Herkunft der Austrotürken spielte Rolle bei Referendum

In Österreich stimmten 73,33 Prozent der Türken für die Verfassungsreform in der Türkei. Dem Politikwissenschafter und Türkei-Experte Ilker Ataç zufolge hat dies vor allem mit ihrer Herkunft in der Türkei zu tun.

Besonders Austrotürken, die überwiegend aus religiös konservativen Städten und Regionen der Türkei stammen - wie Yozgat (74 Prozent für Ja), Sakarya (68 Prozent) und Trabzon (66 Prozent) - haben in Österreich ebenfalls für das Präsidialsystem gestimmt, sagte Ataç gestern im Gespräch mit der APA. Zudem sei die Wahlbeteiligung der Türken in Österreich im Vergleich zur Parlamentswahl 2015 von 40 auf 47 Prozent gestiegen. Gründe dafür seien der Person Erdoğans zuzuschreiben, dessen Beliebtheit nach dem Putsch zugenommen hatte, so Ataç.

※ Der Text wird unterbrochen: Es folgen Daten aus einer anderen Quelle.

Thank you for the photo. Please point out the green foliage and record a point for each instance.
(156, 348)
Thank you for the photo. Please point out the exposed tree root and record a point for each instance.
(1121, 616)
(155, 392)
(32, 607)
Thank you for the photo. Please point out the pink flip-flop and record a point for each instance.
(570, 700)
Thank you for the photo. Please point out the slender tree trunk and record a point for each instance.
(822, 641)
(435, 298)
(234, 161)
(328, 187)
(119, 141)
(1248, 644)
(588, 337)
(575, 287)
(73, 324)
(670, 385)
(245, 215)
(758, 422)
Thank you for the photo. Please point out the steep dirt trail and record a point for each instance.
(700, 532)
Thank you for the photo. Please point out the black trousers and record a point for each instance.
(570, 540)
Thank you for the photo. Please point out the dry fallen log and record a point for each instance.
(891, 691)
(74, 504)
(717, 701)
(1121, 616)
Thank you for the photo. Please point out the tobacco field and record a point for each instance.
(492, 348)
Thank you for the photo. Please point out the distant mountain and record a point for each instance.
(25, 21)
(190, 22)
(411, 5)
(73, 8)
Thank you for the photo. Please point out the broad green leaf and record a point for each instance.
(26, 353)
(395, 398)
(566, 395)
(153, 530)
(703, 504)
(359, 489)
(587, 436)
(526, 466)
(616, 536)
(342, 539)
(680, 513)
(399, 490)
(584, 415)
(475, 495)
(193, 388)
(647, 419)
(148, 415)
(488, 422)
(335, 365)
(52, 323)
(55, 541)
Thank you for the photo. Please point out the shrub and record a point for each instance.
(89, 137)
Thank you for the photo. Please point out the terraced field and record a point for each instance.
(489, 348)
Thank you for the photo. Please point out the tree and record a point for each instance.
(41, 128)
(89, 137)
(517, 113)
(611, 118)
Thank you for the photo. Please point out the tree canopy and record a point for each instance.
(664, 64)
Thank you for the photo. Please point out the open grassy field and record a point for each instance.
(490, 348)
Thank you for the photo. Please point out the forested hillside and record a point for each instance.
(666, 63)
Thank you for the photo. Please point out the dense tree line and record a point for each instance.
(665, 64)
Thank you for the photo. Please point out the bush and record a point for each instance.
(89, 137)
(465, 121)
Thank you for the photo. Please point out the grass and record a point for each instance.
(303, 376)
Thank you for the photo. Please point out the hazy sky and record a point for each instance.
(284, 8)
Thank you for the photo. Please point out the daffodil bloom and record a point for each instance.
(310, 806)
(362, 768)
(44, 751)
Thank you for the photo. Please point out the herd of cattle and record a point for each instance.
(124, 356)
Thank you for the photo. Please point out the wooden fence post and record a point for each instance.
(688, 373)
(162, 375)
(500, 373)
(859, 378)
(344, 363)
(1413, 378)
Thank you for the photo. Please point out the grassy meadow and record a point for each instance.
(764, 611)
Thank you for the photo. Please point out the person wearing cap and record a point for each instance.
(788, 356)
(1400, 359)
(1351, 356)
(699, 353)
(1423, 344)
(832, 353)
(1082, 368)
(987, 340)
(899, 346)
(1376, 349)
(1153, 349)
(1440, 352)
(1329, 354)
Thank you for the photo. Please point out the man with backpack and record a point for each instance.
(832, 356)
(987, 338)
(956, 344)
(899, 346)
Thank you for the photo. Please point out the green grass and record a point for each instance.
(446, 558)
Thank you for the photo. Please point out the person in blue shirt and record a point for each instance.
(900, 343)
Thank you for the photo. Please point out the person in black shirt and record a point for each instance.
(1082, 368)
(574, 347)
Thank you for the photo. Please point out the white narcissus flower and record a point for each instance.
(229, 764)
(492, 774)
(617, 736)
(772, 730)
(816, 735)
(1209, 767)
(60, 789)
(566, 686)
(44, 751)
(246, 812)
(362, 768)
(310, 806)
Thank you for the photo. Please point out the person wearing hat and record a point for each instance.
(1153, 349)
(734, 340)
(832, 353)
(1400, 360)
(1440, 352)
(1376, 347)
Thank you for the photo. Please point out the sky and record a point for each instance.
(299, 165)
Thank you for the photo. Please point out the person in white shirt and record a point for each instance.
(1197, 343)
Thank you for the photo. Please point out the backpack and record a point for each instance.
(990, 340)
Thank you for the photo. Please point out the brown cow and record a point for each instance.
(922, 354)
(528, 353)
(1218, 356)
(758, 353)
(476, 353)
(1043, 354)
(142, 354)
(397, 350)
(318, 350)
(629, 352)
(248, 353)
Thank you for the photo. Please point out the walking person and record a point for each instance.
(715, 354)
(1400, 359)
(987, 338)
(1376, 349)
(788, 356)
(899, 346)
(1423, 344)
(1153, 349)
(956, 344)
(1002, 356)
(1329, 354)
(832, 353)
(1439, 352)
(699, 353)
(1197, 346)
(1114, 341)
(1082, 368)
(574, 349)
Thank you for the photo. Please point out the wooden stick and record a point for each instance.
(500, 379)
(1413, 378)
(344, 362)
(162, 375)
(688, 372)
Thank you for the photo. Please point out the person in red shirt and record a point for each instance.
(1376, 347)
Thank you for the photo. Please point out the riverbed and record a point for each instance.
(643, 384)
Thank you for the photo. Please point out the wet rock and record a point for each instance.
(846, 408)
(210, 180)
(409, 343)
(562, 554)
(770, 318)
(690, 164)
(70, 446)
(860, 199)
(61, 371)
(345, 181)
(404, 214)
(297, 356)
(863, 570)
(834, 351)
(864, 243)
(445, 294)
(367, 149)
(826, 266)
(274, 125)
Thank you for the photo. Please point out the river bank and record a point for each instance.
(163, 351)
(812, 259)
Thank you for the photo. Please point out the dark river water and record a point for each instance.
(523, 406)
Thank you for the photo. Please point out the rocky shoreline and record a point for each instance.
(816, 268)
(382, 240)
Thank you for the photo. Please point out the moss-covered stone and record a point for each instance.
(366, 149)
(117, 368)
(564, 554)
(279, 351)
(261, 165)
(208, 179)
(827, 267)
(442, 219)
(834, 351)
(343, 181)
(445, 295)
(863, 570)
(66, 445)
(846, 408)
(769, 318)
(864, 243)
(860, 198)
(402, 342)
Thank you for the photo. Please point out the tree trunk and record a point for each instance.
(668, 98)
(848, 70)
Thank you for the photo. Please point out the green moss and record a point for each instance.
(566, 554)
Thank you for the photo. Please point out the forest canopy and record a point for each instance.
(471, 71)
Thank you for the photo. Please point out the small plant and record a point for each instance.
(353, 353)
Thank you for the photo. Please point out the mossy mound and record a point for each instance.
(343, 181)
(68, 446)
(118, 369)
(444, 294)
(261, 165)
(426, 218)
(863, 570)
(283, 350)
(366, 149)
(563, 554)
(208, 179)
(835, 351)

Ilker Ataç ist als wissenschaftlicher Mitarbeiter am Institut für Politikwissenschaft der Universität Wien sowie als Konsulent für VIDC (Vienna Institute for International Dialogue and Cooperation) tätig. Gemeinsam mit dem VIDC organisiert er Veranstaltungen zum Thema Türkei mit Beteiligung von Experten aus der Türkei.

Politische Zugehörigkeit

Aber auch die politische Zugehörigkeit spielte dem Experten zufolge eine wichtige Rolle für Auslandstürken. Ein Faktor, der für die Bevölkerung in der Türkei weniger relevant war. Dort waren Aspekte wie ökonomische Stabilität und die Glaubwürdigkeit der Politik entscheidende Faktoren, weshalb das Ja-Lager Stimmen einbüßen musste.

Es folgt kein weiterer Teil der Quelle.